In Formula 1, the checkered flag always looks closer than it actually is.
With more than half the season still ahead, the Polymarket "F1 Drivers' Champion market" already has a clear favorite, but the road to December is full of corners nobody can see yet.
Right now, Kimi Antonelli sits at 61%. Behind him, Lewis Hamilton and George Russell are tied at 15% each, while Charles Leclerc and Max Verstappen trail at 2%. Three names, three teams, and three very different stories explain why the market looks this way.

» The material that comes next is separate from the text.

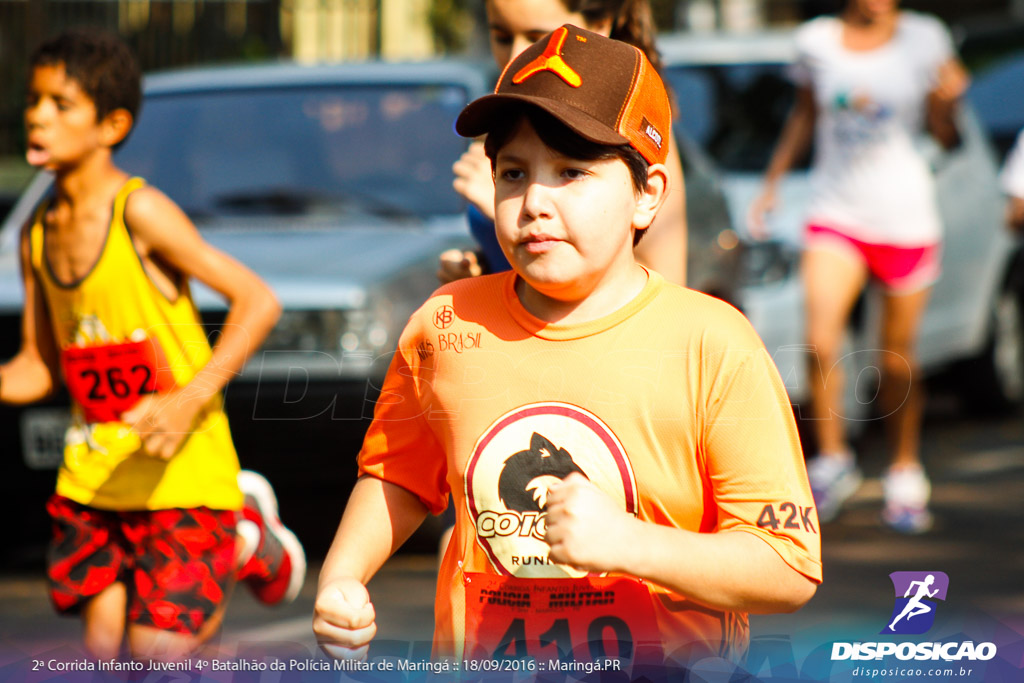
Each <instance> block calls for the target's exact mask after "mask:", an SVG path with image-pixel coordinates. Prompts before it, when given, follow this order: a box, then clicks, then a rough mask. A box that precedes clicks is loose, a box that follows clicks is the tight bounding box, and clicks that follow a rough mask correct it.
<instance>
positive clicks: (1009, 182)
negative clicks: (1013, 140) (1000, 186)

A quick map of the grid: Antonelli and Russell both drive for Mercedes, sharing a garage but fighting for the same trophy. Hamilton races for Ferrari, the team he joined this year after more than a decade with Mercedes. Leclerc is Hamilton's Ferrari teammate, and Verstappen, F1's reigning multiple champion, drives for Red Bull.
Why Kimi Antonelli Is Running Away With the Polymarket Odds
Antonelli, a 19-year-old Italian in just his second F1 season, opened 2026 by winning five Grands Prix in a row: China, Japan, Miami, Canada, and Monaco.
The Monaco win was the one that really moved the market.
He took pole, controlled a chaotic, red-flagged race from start to finish, and stretched his points lead to 41 over Hamilton, according to Formula1.com's race report. Traders responded by pushing his odds well past every rival combined.
His streak finally broke in Barcelona, where a mechanical failure forced him out of the race four laps from the finish. He still leads the championship by 41 points, but the result reminded everyone that Mercedes' reliability has a limit. "I feel a bit empty to be fair right now," Antonelli said after the retirement.
Hamilton and Russell Are Tied… But Heading in Opposite Directions
That same Barcelona retirement opened the door for Hamilton, who delivered his first win since joining Ferrari, and the 106th of his career.
It snapped Mercedes' perfect start to the season and pulled him within 41 points of Antonelli in the standings. On Polymarket, his odds have climbed 11 points recently, the sharpest rise of anyone on the board.
Russell's number tells the other story. A rough Monaco weekend, with penalties dropping him out of the points, cost him ground both in the standings and in trader confidence, and his Polymarket share has slipped 3 points since. He and Hamilton now sit level at 15%, but one is trending up and the other down, a tie that probably won't last long.
What's Next on the 2026 F1 Calendar
The series heads to Austria this weekend, with the Grand Prix at the Red Bull Ring on Sunday, June 28. From there, the calendar runs through Silverstone, Spa, and a long string of races before the championship is finally settled at the Abu Dhabi Grand Prix on December 6: the season's 24th and final round.
Until then, every retirement, every pit-stop gamble, and every podium will keep reshaping these numbers.
Antonelli has built himself a comfortable head start, but in F1, as in any long race, the lead means little until someone actually crosses the final line.